This is the proof to the proposition 6.1 in John Lee's ITM.
However, for the function given in the proof, I cannot show how it is surjective and makes the same identifications as the closed disk modulo the equivalence relation generated by $(x,y) \sim (-x,y)$ for $(x,y) \in \partial \bar{B}^2$. I would greatly appreciate any help with this part.
We have $\pi(0,\pm1) = (0,0,\pm1)$. Thus it remains to check that each $(a,b,c) \in S^2$ with $-1 < c < 1$ is in the image of $\pi$. We must find $x$ such $(x,c) \in \overline{B}^2$ and $\pi(x,c) = (a,b,c)$. With abbreviations $r = \sqrt{1-c^2}$ and $\xi = \dfrac{\pi x}{r}$ this means $a = -r\cos \xi, b = -r\sin \xi$ which is equivalent to $-\dfrac{a}{r} = \cos \xi, -\dfrac{b}{r} = \sin \xi$. But $a^2 + b^2 = r^2$, thus $(-\dfrac{a}{r}, -\dfrac{b}{r})$ lies on the unit circle and there exists $\xi \in [-\pi,\pi]$ such that $(-\dfrac{a}{r}, -\dfrac{b}{r}) = (\cos \xi,\sin \xi)$. But now we have $x = \dfrac{r\xi}{\pi} \in [-r,r]$, thus $x^2 + c^2 \le r^2 + (1 - r^2) = 1$, i.e. $(x,c) \in \overline{B}^2$.
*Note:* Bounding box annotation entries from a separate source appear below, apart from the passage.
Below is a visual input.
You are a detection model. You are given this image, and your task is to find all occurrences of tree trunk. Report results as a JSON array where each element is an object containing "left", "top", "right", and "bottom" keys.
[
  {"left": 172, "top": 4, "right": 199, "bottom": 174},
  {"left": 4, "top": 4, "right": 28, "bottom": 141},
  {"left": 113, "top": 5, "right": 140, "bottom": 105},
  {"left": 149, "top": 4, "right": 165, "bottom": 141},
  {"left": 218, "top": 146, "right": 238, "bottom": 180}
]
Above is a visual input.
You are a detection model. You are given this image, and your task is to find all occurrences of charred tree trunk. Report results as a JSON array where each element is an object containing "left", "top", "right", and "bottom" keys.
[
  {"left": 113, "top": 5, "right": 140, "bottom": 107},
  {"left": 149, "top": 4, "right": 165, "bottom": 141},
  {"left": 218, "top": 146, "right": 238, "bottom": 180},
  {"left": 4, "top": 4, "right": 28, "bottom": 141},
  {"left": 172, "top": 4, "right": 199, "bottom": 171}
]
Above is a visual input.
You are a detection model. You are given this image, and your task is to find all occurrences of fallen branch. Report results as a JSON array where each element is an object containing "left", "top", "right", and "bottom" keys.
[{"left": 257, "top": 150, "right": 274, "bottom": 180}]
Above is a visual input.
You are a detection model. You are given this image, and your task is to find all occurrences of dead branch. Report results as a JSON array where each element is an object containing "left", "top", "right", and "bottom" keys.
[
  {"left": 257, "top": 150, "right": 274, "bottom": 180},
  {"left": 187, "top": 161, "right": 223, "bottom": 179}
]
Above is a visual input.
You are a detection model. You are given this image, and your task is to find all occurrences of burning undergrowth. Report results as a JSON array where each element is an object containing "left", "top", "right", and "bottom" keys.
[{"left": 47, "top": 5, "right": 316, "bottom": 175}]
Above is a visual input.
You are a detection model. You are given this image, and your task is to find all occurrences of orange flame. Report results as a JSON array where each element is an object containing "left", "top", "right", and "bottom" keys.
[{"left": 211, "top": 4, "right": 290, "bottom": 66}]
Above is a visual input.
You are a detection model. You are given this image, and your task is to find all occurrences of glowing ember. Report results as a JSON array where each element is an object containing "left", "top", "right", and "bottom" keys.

Let $\pi(x_1,y_1) = \pi(x_2,y_2)$. Then clearly $y_1= y_2 =y$. If $y = \pm 1$, then $x_1 = x_2 = 0$ and hence $x_1 = -x_2$. Now consider the case $-1 < y < 1$. W.l.o.g. we amy assume $x_1 \le x_2$. With $r = \sqrt{1-y^2}$ we get $x_i^2 \le 1 - y^2 = r^2$, i.e. $x_i \in [-r,r]$. With $\xi_i = \dfrac{\pi x_i}{r}$ we see that $\xi_i \in [-\pi,\pi]$ and $(\cos \xi_1,\sin \xi_1) =(\cos \xi_2,\sin \xi_2)$. This implies that $\xi_1 = \xi_2$ or $\xi_1 = -\pi, \xi_2 = \pi$. The latter shows that $x_1 = - x_2$.
Conversely, consider $(x,y)$ in the boundary. This means $x = \pm \sqrt{1-y^2}$, thus $\dfrac{\pi x}{\sqrt{1-y^2}} = \pm \pi$ and we see that $\pi(x,y) = \pi(-x,y)$.
Remark: The minus-signs in the first two coordinates of $\pi(x,y)$ are unnecessary.